The Nuclear Question
This remains the most volatile fault line. The U.S. and Israel demand a complete halt to enrichment and the dismantling of Iran’s nuclear program. For Iran, however, the right to enrichment is non-negotiable, viewed as a matter of national sovereignty. As long as this gap exists, any diplomatic off-ramp remains unstable.
Proxy Forces
Israel views groups like Hezbollah and Hamas as existential threats that must be eliminated. Iran views these same groups as strategic assets—its “Axis of Resistance”—necessary for projecting power beyond its borders. The U.S. sits in the middle: it wants to cut funding and arms flows to degrade these groups but fears that eliminating them entirely could create power vacuums or spark wider unrest.
Timeline and End State
Perhaps the most dangerous disconnect is time. The U.S. wants a contained campaign with an objectives-based exit. Israel is prepared for a long-term security restructuring with no fixed end date. Iran is betting on prolonged attrition, hoping to outlast Western political will. When one party wants a sprint, another wants a marathon, and the third wants a war of exhaustion, coordination becomes nearly impossible.
Escalation Scenarios
The misalignment of aims creates specific pathways to unintended war.
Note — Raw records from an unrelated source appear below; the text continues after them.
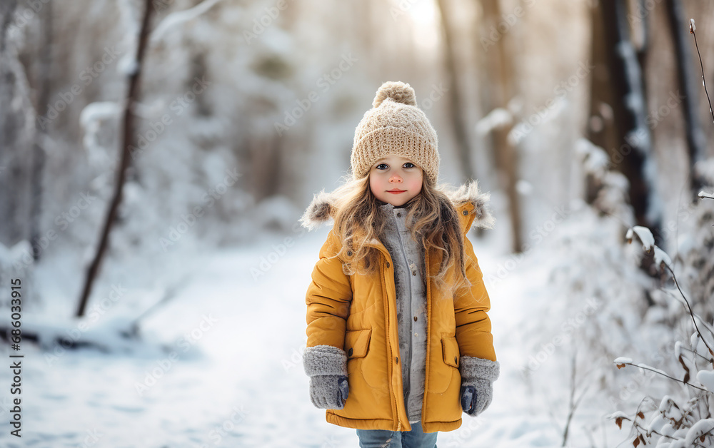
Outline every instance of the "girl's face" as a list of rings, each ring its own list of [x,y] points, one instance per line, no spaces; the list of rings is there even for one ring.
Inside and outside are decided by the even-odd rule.
[[[369,188],[377,199],[398,207],[421,192],[423,170],[408,158],[390,154],[369,170]]]

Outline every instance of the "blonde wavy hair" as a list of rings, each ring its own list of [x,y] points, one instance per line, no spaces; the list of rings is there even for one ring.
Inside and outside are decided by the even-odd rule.
[[[360,179],[348,175],[346,180],[331,195],[332,231],[342,243],[333,256],[341,256],[343,260],[346,275],[369,275],[378,266],[379,250],[366,243],[373,238],[383,240],[380,237],[383,235],[386,215],[381,213],[381,204],[370,188],[368,174]],[[453,295],[471,283],[466,273],[458,215],[446,188],[445,185],[433,185],[428,176],[423,176],[421,193],[408,205],[406,223],[411,238],[421,243],[423,250],[434,250],[437,256],[441,254],[439,270],[431,277],[438,288]],[[426,282],[428,272],[423,273]]]

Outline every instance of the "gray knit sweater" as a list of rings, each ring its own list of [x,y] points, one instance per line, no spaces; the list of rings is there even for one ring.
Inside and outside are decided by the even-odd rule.
[[[412,203],[395,207],[380,201],[380,209],[388,218],[382,243],[394,264],[404,404],[409,423],[416,423],[421,419],[426,374],[426,287],[423,248],[406,227]]]

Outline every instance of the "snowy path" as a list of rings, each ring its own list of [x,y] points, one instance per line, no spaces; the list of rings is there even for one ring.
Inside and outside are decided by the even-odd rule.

1. Miscalculation of Red Lines
Because each side defines “victory” differently, they also define “escalation” differently. An action Israel views as necessary for border security (e.g., striking a command center in Beirut) might be viewed by Iran as a threshold crossing requiring a massive retaliatory salvo. Without shared definitions of red lines, the ladder of escalation is slippery.
2. Proxy Spin-Out
Iran’s strategy relies on coordinating proxy actions. However, groups like Hezbollah or Iraqi militias have their own local agendas. There is a risk that a proxy group could launch an attack that Tehran did not authorize, forcing Iran’s hand to respond to maintain credibility, thereby triggering a wider conflict that neither Tehran nor Washington wanted.
3. Economic Shock
Iran has threatened the closure of the Strait of Hormuz to raise global stakes. If Iran feels its regime survival is truly at risk, it may move from defensive containment to offensive asymmetric posture, targeting oil infrastructure. This would force the U.S. to respond militarily to protect global markets, regardless of its desire for containment.

Diplomatic Off-Ramps
Is there a way out? Diplomatic channels remain nominally open, with Pakistan mediating indirect talks. However, core positions remain far apart.
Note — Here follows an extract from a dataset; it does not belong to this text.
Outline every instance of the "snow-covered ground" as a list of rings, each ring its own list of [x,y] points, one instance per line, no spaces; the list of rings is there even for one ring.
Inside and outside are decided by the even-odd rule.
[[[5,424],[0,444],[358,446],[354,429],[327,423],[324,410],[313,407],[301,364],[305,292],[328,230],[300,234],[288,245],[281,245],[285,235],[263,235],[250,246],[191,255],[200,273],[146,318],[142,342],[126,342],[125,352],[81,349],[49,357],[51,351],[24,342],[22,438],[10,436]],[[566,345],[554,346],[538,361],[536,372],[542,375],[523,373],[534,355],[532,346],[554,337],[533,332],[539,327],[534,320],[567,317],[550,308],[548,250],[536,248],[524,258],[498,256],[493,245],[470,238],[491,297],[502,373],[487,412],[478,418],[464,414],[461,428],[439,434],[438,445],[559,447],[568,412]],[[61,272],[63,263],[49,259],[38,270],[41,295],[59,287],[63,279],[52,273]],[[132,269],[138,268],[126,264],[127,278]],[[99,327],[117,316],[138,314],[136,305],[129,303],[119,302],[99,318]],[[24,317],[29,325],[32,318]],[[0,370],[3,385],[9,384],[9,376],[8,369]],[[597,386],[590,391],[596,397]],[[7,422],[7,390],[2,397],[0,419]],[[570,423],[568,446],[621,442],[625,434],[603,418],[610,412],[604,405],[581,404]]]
Analysts suggest that sustainable de-escalation requires more than just ceasefires; it requires a reconciliation of strategic objectives—or at least a clear understanding of their incompatibility. Some policymakers are exploring a “grand bargain” approach: sanctions relief in exchange for verifiable nuclear constraints and curbed proxy activity. Yet, given the current heat of conflict and the domestic political pressures in all three capitals, trust is at an all-time low.
The Road Ahead
As the conflict enters its next phase, the risk is not necessarily that one side will achieve its goals, but that the clash of those goals will consume the region.
For the U.S., the challenge is balancing alliance support with global stability. For Israel, it is achieving security without permanent war. For Iran, it is surviving without collapsing into chaos.
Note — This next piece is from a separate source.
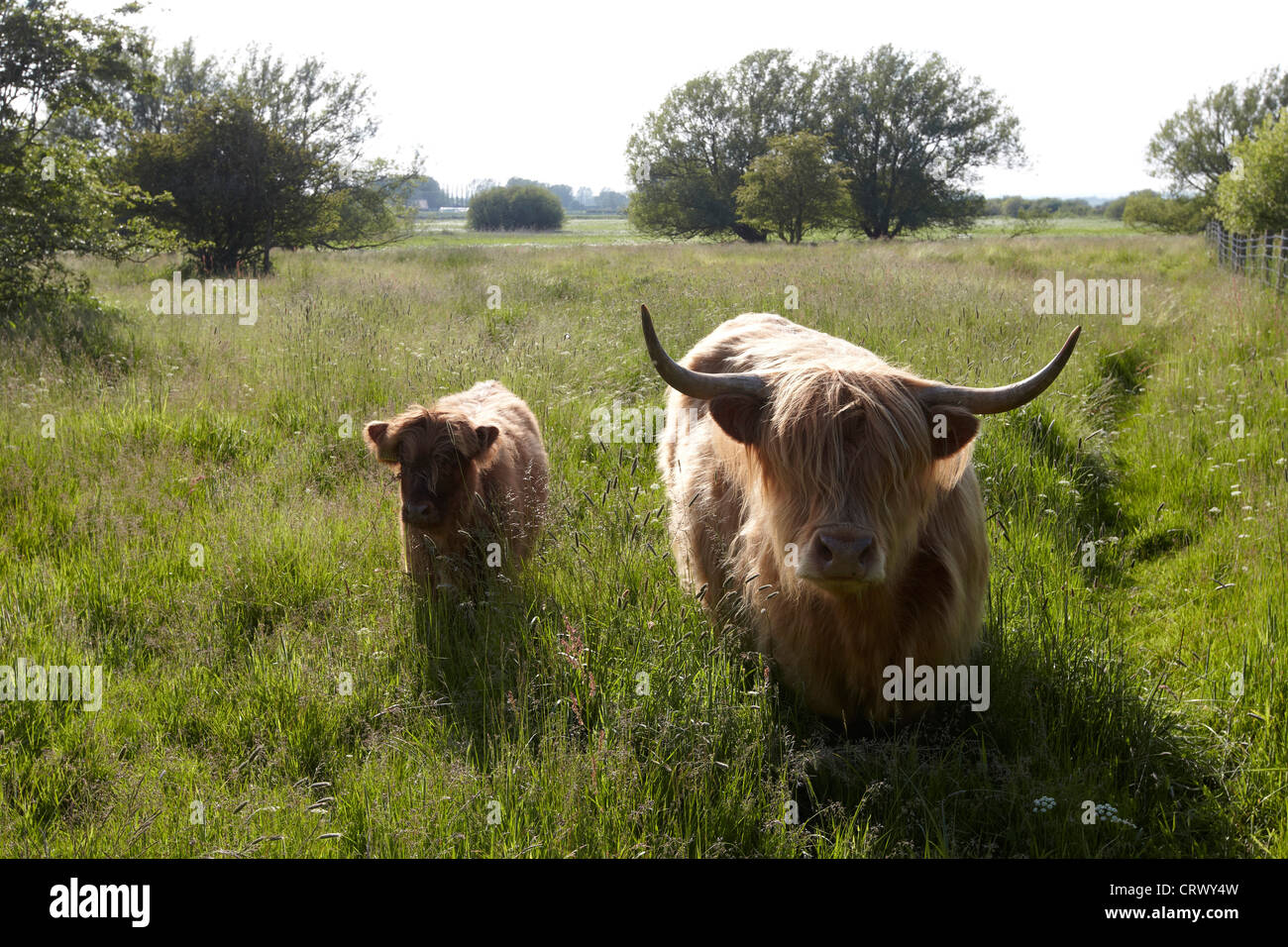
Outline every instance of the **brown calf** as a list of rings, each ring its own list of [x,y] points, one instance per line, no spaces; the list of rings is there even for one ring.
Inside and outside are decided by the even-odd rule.
[[[398,472],[403,568],[419,585],[461,584],[532,551],[550,463],[537,419],[500,381],[412,405],[363,434]]]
Yet, a potential off-ramp is emerging in an unlikely quarter. Islamabad has quietly begun hosting backchannel talks, leveraging Pakistan’s unique position as a Muslim nuclear power with ties to both Washington and Tehran. Officials argue that only a regional actor can guarantee the security assurances needed for a lasting freeze, offering a neutral ground where red lines might be tested without public posturing.
Until these divergent visions converge—or until one side forces the other to capitulate—the Middle East remains poised on a knife’s edge. In a war where everyone is fighting for different reasons, the only certainty is uncertainty.